UK preps new power to slap energy firms with windfall tax if prices jump

U.K. ministers will create a fast-action trigger giving them the power to impose new windfall taxes on energy companies if prices spike again in future.

The U.K. brought in a 25 percent “Energy Profits Levy”; last year as prices soared in the wake of Russia’s invasion of Ukraine. It’s set to run until March 2028.

But, tucked into one of the consultation responses released alongside this week’s Autumn Statement, the government said it would create a “new mechanism” to respond to shock energy price rises once the current windfall tax ends in March 2028. It insisted the use of such a mechanism would be optional.
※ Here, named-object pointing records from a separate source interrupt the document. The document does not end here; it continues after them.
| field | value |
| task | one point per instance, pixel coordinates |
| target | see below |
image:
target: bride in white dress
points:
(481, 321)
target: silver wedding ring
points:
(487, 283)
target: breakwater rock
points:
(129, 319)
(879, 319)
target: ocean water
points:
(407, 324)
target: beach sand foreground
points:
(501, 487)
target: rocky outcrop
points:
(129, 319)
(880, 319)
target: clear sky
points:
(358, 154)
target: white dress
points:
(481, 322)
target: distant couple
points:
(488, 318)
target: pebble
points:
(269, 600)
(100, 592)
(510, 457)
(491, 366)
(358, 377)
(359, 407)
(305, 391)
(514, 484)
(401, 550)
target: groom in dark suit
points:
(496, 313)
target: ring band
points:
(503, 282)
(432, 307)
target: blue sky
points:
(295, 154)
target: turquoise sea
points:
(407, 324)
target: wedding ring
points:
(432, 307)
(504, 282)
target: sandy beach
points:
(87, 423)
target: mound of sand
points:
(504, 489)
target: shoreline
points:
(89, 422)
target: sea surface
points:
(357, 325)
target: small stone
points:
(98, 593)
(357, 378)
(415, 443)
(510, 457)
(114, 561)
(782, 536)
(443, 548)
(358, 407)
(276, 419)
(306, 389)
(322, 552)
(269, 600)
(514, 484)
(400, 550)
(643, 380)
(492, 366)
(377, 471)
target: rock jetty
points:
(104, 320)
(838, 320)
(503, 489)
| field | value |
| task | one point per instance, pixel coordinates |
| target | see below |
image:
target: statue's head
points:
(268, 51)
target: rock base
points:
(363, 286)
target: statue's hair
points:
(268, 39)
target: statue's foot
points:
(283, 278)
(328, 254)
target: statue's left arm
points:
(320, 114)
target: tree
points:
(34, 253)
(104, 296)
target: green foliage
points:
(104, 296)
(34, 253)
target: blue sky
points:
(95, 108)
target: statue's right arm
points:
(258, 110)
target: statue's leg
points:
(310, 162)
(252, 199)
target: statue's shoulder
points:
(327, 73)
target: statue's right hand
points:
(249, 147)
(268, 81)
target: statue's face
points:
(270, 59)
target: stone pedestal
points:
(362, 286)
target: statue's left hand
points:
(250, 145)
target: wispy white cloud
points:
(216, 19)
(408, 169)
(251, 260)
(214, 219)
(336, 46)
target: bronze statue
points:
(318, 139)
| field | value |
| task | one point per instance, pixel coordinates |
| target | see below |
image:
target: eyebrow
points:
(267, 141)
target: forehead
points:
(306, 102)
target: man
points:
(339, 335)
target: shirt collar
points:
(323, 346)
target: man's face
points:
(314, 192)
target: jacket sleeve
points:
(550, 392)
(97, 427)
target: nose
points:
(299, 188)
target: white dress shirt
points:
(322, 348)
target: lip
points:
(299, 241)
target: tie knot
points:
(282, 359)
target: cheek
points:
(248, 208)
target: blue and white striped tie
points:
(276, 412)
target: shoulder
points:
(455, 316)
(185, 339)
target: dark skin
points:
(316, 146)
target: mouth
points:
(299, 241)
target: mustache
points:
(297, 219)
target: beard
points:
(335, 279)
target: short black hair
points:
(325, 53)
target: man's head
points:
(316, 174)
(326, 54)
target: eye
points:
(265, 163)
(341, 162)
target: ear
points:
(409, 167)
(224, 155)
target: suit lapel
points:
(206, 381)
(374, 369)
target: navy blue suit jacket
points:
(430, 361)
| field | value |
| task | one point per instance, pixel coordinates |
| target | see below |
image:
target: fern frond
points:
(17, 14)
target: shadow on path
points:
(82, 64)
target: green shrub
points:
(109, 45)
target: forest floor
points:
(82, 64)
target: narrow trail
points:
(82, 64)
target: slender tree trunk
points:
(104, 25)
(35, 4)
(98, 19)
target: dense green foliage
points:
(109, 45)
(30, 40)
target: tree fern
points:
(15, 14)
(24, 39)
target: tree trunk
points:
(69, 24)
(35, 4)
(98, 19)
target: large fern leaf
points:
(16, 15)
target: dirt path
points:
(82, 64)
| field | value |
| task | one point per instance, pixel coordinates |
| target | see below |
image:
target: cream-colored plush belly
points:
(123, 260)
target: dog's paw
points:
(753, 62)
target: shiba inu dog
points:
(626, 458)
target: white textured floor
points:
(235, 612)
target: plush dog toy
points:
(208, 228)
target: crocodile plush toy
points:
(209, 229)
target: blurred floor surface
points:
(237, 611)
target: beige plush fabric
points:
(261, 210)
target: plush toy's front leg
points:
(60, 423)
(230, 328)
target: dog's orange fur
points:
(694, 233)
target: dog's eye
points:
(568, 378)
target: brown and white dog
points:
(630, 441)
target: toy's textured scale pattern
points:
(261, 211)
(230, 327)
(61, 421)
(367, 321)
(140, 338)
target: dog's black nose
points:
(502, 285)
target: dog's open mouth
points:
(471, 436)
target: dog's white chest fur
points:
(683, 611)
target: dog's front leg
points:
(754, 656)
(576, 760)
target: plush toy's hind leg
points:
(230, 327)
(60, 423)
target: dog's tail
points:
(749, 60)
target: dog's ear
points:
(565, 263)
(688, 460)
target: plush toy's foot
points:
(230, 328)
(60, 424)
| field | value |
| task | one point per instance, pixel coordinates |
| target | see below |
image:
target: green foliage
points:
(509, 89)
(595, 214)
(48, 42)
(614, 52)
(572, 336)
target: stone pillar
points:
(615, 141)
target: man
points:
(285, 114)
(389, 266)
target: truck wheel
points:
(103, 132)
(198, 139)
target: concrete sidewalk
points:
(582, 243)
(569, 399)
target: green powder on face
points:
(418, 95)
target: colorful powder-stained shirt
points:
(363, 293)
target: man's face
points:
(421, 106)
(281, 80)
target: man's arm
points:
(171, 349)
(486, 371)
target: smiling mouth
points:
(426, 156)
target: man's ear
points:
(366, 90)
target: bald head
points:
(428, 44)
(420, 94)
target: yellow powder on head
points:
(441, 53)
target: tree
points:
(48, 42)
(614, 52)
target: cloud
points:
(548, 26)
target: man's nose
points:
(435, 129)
The move tees up the prospect of further charges on energy companies, a potentially contentious move already unsettling some low-tax members of the governing Conservative Party.

The document says a “fair return” will be needed for Britain if prices rocket again, while also ensuring commensurate tax hikes happen “in a more predictable way, in order to not deter investment.” It added: “The introduction of such a mechanism should not be presupposed if prices rise.”

‘Unwelcome’

But Conservative MPs, including former Prime Minister Liz Truss, have already argued against the current windfall tax on energy firms over fears it could deter investment into Britain.

Jacob Rees-Mogg, who served as energy secretary in Truss’ short-lived administration, warned: “The government ought only to tax with proper Parliamentary scrutiny not by legerdemain (sleight of hand) so this is an unwelcome move.”

Former British Prime Minister Liz Truss | Pool photo by Daniel Leal via Getty Images

“It’s important the chancellor doesn’t undermine the case for long-term business investment in Britain,” another former Cabinet minister told POLITICO. “Everyone knows that Labour would hike taxes on business, so this government mustn’t do their work for them.”

Industry representatives also appeared surprised by the move, and pressed the government to flesh out its plan.

Francesca Bell, fiscal and investor relations manager at the trade association Offshore Energies UK, which represents oil and gas companies, said there was “so far no detail on what a potential mechanism could look like.”

“We look forward to continuing dialogue with policy makers on the outcome of the fiscal review,” Bell added.

The Department for Energy Security and Net Zero has been approached for comment.